In the late 1990s we used to hear very strange sonic booms in our area. A normal sonic boom sounds like this.
What we heard bore no resemblance to that. Every few days, there would be a ba-ba-ba-BAP! that shook the windows of our houses. It was likely the Aurora, an experimental aircraft that used a hybrid rocket and ramjet engine. The rocket brought the aircraft up to speed, and then the ramjet took over. Ramjets can achieve virtually unlimited speed, unlike the turbofan engines that are used in airliners, fighters, and bombers.
One night a massive flaming object came from the direction of Groom Lake and headed toward one of the military bases south of us. It was slow, silent, and gigantic. Judging by the mountains it passed over, this thing was one mile (1.6 kilometers) long. It looked like a sparkler.

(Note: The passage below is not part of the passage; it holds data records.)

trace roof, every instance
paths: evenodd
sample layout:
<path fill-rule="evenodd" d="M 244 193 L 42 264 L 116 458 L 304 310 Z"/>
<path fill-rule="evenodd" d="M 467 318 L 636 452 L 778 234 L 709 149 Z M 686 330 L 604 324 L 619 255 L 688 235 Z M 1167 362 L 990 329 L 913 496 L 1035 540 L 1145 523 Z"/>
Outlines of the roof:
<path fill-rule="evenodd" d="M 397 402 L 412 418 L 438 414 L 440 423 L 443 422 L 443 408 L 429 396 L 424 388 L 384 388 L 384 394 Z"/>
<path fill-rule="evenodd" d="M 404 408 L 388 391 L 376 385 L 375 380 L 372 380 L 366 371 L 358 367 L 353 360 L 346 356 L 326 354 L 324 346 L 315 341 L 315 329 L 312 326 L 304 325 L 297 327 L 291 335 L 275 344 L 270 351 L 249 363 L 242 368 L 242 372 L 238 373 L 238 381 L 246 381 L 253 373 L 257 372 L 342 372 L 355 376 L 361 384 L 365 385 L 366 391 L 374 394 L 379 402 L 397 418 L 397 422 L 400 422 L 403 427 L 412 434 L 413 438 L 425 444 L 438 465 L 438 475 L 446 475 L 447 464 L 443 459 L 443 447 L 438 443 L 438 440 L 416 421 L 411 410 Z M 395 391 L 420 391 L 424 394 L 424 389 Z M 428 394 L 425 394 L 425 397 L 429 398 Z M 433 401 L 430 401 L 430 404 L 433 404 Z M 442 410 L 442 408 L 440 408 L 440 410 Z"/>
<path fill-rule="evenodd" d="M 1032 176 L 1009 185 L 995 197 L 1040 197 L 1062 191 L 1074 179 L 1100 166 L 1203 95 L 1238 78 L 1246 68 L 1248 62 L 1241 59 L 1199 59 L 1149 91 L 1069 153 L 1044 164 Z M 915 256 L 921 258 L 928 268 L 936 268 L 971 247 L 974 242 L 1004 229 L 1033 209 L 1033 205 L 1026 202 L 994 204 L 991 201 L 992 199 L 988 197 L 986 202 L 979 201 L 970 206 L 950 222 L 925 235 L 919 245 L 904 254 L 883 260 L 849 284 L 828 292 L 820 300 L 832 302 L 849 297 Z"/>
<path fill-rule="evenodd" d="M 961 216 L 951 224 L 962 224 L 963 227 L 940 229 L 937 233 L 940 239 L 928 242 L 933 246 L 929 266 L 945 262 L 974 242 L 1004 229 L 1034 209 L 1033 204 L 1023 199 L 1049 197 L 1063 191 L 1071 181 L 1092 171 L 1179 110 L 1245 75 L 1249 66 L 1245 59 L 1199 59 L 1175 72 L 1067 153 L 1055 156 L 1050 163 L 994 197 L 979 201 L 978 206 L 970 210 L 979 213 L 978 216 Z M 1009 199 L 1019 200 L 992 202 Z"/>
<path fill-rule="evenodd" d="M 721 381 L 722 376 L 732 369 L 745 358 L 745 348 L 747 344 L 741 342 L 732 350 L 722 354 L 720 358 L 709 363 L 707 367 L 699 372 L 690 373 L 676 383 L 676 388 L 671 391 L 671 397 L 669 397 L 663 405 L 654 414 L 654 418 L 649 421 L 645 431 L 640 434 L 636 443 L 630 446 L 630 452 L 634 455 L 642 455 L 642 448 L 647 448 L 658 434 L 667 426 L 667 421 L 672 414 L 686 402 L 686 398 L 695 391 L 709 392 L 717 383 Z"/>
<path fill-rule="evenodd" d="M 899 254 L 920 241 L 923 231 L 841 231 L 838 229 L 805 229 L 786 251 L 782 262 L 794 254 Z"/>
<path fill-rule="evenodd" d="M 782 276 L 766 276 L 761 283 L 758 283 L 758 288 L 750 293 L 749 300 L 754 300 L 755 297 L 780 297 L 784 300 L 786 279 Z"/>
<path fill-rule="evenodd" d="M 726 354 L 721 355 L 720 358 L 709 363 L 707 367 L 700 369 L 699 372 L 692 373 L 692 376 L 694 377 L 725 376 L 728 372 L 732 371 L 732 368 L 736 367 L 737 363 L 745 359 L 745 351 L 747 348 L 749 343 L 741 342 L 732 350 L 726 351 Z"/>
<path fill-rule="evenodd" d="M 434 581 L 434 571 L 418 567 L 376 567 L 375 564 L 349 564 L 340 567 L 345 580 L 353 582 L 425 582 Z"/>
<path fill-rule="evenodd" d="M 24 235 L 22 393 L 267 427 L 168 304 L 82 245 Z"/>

The only difference was that it was oblong.
Now for today’s mystery.
Tim and I were standing in his front yard at 6:00 p.m. when we saw an enormous four-engined jet flying toward us along the JANET route. It seemed to be moving as slowly as a dirigible. Tim got his camera and took a photo.
It was an Air France A380-800 Airbus.
This is what the livery looks like.
The Airbus A380 is the largest passenger airliner in the world. It’s a double-decker that carries 555 people, and airports have to be modified in order for the aircraft to land. This A380 was flying low enough that Tim could take a clear shot of it, and it wasn’t following the route into Los Angeles International Airport. It was headed toward McCarran in Las Vegas.
One thing: McCarran doesn’t accept the A380.
The biggest problem at McCarran is that the taxi strips leading to the gates are too close to each other for safe clearance with other planes.
The A380 is considered a Design Group 6 aircraft, while the 747 is a Design Group 5. The different designations address tail heights, lengths and wingspans of different aircraft types.
An A380 can land at McCarran only in an emergency. Do you know where an A380 headed toward Las Vegas could comfortably touch down? At Groom Lake. The main runway is 27,000 feet (8230 meters) long. An A380 needs a runway of 8000 feet (2438 meters), so Groom Lake has more than three times the necessary tarmac.
Why did a gigantic French airliner swoop low over our house, headed toward Las Vegas from the direction of military bases to the south? There is a daily Air France flight from Los Angeles to Las Vegas, but it uses Boeing 737s in Delta Airlines livery.
I can think of no reason for an Air France A380 Airbus to fly right over us. Unless it was full of French troops, pilots, and intelligence personnel who are being cross-trained with Americans at secret military bases in California and Nevada.
Not a conspiracy theory. A mystery. I like them.